When my kids tell me their psyche’s are telling them to, “Abort,” “Change Course,” or “Quit,” the conventional wisdom police in my psyche wants to immediately counter with “No, no, no. DON’T QUIT!”
But what I’m learning to do instead is to coach them, “Listen deeply, my sweet: What is the tone of your “quit”? Is it a whisper? Or is it all lights-flashing-siren-bleeping-exclamation-mark-ending alarm? One is a request for space, a clearing of the path for something new. One is saying “ESCAPE IMMEDIATELY: THIS. SHIT. IS. TOO. HARD. AND. SCARY. FOR. US.”
Fear is loud, and inspiration is quiet.
So, here’s the formula to teach our little people:
Stick with stuff, even when it’s hard (and when fear is all loud and alarmy, simply place it as a background soundtrack, and get back to work.)
UNLESS…
Life changes or you change or your persistence to see through certain stuff was misguided to begin with.
THEN…
Listen to the quiet whisperings that inspire a compass-pivot.
THEN…
Be free, little birdy, be free!
5. Stop arguing!
Just kidding! I say this every other hour. (And let me continue to be real: Pretty much every numbered item here is about what I reach towards, not necessarily precisely what I’m actually doing.)
If you are lucky enough to have more than one kid living in the same physical space, then they’re going be mean to each other.
But what’s so wrong with that?
I was sitting in an Adirondack chair on my front lawn one late afternoon overseeing my three boys in a tussle of rage. (Note: this was not voluntary rough-housing – I’m pretty sure at least one was captured and crying) when a gentleman walking his dog approached. When his mouth opened, I was sure the words that came out would be some variation of, “Aren’t you going to do something about that?”
I wanted to hide.
Instead, he locked eyes with mine and offered, “I raised a couple of these myself. I always thought they shouldn’t fight. But they will. Trust me, they just will.”
I still think that day an angel with a silver mustache and a wiener dog came down from heaven just to tell me this. (And to verify this, I will say that I never saw that dude, nor his dog, in the neighborhood again. Clearly: Angel.)
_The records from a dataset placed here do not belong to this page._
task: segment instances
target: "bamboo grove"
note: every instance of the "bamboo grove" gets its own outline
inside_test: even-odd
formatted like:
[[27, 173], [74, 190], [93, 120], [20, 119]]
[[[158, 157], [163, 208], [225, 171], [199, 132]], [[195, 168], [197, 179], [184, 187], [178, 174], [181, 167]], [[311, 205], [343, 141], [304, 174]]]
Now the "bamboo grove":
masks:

If you’re anything like me, your tackling of your kids’ sibling rage towards one another vacillates between CUT THAT STUFF OUT YOU NEED EACH OTHER IN LIFE WHERE IS THE LOVE? And BE MEAN TO THE DEATH IT’S ALL PART OF GROWING UP YOU’LL FIGURE IT OUT. (Frankly, I’m also wildly forgiving of my inconsistent emotional states that lead to polar snaps on this subject, cuz, well, not everyone can be Ghandi).
In the end, I try to remember that I’m a somewhat mature adult and I’m mean towards my roommate all the time. I pick fights and argue and lose my cool with him. So, why shouldn’t I assume it to happen with kids whose brains and mediation skills are still dramatically underdeveloped? Sure, I don’t want them bickering nor causing one another physical pain. But, my Angel said it’s going to happen. So I may as well accept that it will.
When I’m at my wit’s end, I also try to remember that somewhere beneath the pummeling there are lessons happening. Tougher skin. Resiliency. A sharper edge in a less-soft-than-we’d-like-it world. I mean, at least if nothing else, they will have insults and punches at the ready whenever a real-life brawl in their future stirs up.
As for my lesson, I think it is simpler than I sometimes think I need to make it: Next time I’m in my Adirondack chair, I will (a) move the physical and psychological abuse my kids are issuing one another to the back yard (because not all neighbors are angels) and (b) put in my ear buds (because everyone knows calm can be more quickly realized when you replace horror-filled shrieks with classical music).